US should ensure for-profit schools don’t exploit students

For many, getting a vocational degree may seem like the best way to get a leg up in this economy. Unfortunately, more and more people are turning to private, for-profit schools for their higher education.

Enrollment at these trade schools has expanded about 20 percent per year in the last two years, according to the Career College Association. These schools have been accused of tricking students into paying exuberant tuitions in exchange for a nearly worthless degree that often doesn’t translate into a higher-paying job.

These schools are extremely adept at getting federal financial aid, which increases their profits, often puts students in massive debt and drains taxpayer money that should go to more worthwhile endeavors.

And now the U.S. Department of Education (DOE) is considering new regulations that would take federal loans away from some of these for-profit trade schools. The government doesn’t want schools to charge more tuition than students could possibly afford to pay, compared to the salaries they would earn after obtaining their degree.

Under the proposed regulations, the average annual debt for a program’s graduates can’t exceed their expected starting salary by 8 percent, or else the schools will lose access to Title IV federal financial aid, a major revenue source.

Companies like ITT Technical Institute, a chain of schools that charges about $40,000 for two-year associate degrees in computers and electronics, according to the New York Times, would surely have to lower tuition to maintain student loans.

Not surprisingly, the billion-dollar companies behind some of the schools are protesting the proposals. The DOE needs to stand firm behind the proposals and bring an end to the fleecing of education-seeking Americans and the federal loan system.

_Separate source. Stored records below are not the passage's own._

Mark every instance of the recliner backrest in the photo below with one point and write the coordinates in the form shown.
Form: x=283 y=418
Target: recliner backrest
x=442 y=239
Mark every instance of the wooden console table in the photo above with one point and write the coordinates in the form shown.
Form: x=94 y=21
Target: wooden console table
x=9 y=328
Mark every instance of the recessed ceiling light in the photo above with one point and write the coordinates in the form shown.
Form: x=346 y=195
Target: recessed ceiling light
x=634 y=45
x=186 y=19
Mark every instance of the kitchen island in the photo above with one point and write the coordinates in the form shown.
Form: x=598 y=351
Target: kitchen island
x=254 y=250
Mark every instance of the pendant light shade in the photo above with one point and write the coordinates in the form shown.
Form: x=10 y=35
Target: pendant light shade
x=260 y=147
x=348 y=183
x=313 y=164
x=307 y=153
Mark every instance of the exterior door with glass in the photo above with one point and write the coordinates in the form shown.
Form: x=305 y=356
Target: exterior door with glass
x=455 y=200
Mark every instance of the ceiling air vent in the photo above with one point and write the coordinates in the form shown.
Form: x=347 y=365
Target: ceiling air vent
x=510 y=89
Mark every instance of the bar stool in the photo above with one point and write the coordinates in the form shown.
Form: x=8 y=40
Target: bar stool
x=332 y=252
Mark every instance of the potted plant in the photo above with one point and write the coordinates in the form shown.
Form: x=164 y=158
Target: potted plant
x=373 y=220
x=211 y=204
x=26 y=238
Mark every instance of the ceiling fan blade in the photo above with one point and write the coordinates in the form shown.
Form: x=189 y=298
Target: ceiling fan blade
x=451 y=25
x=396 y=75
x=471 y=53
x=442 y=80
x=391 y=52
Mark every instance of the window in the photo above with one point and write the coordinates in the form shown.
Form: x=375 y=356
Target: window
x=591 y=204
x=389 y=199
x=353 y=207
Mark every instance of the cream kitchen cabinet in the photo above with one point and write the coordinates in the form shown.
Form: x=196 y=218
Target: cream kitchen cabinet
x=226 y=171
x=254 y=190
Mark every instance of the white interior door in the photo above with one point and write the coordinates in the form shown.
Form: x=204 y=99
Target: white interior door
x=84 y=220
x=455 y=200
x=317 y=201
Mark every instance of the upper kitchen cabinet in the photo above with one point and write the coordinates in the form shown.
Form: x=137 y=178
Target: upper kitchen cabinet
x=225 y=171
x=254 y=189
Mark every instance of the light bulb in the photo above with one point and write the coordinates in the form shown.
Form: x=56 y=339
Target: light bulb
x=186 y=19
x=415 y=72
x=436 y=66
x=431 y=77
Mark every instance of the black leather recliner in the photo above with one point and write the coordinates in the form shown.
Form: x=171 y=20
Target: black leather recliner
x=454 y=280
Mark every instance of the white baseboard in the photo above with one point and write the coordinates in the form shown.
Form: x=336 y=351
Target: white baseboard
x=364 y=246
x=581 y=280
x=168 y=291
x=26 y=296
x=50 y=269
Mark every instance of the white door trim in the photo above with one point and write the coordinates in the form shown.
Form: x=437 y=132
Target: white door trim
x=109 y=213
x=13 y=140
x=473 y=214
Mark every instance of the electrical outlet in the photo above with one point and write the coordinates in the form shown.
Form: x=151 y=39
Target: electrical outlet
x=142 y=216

The Career Education Corporation reported revenue of $1.84 billion last year, and about 80 percent of that came from federal loans and grants, according to BMO Capital Markets, a research and trading firm.

Students at these schools received $3.2 billion in Pell grants two years ago, according to the DOE.

These schools are clearly profiting, but many of the students who attend them are not. Students who graduated from a culinary arts program at Le Cordon Bleu in Oregon between July 2007 and June 2008 got jobs earning only $21,000 a year on average, according to the Times.

It is time for the federal government to put more restraint on these schools.